L'Equipe
« Je ne suis pas un jouet »
PAPE DIOUF, le président de l’OM, commente le recrutement et la «reconstruction ». Mais il évoque aussi l’hypothèse de son départ.
Un peu partout, l’avant-saison est le temps de l’apaisement, de la réconciliation et des grandes déclarations. À Marseille, pourtant, les tensions entre dirigeants sont encore palpables. Là-bas, la rumeur annonce le prochain départ de Pape Diouf, dès que cessera la période des transferts et que son entregent ne sera plus nécessaire. Le président de l’OM répond sans détours.
MARSEILLE –
de notre envoyé spécial
« VOUS ETES PRÉSIDENT de l’OM. Mais êtes-vous amené à le rester ?
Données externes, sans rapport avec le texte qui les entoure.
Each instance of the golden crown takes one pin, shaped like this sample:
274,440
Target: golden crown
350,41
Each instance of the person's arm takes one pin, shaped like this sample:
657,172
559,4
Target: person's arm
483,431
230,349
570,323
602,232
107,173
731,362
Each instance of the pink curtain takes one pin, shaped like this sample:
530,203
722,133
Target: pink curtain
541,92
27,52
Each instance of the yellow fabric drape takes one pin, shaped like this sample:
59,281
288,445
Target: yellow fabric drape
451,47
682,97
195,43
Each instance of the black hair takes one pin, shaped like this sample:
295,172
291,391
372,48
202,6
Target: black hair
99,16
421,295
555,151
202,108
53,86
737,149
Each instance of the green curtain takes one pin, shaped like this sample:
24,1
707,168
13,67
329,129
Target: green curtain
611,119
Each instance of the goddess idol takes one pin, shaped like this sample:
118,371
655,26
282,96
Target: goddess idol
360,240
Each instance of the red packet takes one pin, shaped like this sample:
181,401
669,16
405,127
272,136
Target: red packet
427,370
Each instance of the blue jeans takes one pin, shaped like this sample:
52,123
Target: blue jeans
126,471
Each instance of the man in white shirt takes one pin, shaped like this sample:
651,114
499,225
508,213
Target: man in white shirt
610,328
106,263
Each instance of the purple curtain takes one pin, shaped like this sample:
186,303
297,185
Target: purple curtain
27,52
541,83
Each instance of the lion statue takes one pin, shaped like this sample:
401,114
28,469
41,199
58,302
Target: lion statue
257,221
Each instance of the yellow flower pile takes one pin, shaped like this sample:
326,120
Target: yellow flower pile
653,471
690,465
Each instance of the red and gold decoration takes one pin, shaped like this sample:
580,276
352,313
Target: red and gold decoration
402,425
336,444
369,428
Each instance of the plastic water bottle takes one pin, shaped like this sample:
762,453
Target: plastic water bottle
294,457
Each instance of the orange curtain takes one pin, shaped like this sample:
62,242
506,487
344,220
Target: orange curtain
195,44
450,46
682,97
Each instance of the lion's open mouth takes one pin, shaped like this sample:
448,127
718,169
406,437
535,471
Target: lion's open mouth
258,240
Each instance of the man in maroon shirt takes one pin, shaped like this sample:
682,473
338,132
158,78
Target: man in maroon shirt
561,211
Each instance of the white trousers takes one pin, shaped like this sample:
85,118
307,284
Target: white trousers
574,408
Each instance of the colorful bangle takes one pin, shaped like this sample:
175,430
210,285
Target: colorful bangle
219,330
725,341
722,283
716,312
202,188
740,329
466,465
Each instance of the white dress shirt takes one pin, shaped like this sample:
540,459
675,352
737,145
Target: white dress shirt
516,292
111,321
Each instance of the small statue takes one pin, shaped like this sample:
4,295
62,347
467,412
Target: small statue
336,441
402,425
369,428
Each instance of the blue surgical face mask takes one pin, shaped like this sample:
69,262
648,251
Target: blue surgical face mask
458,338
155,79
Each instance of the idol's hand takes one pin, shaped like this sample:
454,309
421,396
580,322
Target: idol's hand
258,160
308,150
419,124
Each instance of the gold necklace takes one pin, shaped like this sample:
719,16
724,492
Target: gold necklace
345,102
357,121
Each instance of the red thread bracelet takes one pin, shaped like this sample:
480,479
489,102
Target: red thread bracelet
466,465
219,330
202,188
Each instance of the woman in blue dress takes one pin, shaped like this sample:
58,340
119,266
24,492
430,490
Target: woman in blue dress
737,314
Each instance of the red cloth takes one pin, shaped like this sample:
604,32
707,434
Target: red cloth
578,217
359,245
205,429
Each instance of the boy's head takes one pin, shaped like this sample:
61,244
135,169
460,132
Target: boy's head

– Oui, tant que les conditions sont réunies afin que je puisse exercer ma fonction dans sa plénitude.
– Donc, elles sont actuellement réunies ?
– Oui, dans une certaine mesure. Même s’il y a des corrections à apporter, je suis en situation d’assumer ma fonction.
– Il est pourtant clair que l’attelage mis en place par Louis Acariès (missionné par Robert Louis-Dreyfus) avec Thierry de la Brosse (pôle administratif), José Anigo (pôle sportif) et vous ne fonctionne pas…
– Il n’est pas exact de dire que Louis Acariès a installé cet organigramme. Il a considéré la situation et a essayé d’en tirer le meilleur parti, en ménageant les susceptibilités et en rassemblant. Pour le reste, il faut être très clair. Dans mes relations avec le sportif, il y a une parfaite symbiose. Entre José Anigo et moi, il y a eu des malentendus, des incompréhensions à un moment donné, c’est indiscutable. Mais nous nous sommes rencontrés et avons pris le parti de travailler ensemble. Et il n’y a pas l’ombre d’une divergence entre nous, nous sommes en parfaite osmose. Avec le responsable administratif du club, Thierry de la Brosse, il y a, c’est vrai un problème, je n’ai pas besoin de le nier. Un problème qui demande, à terme, une solution, c’est évident.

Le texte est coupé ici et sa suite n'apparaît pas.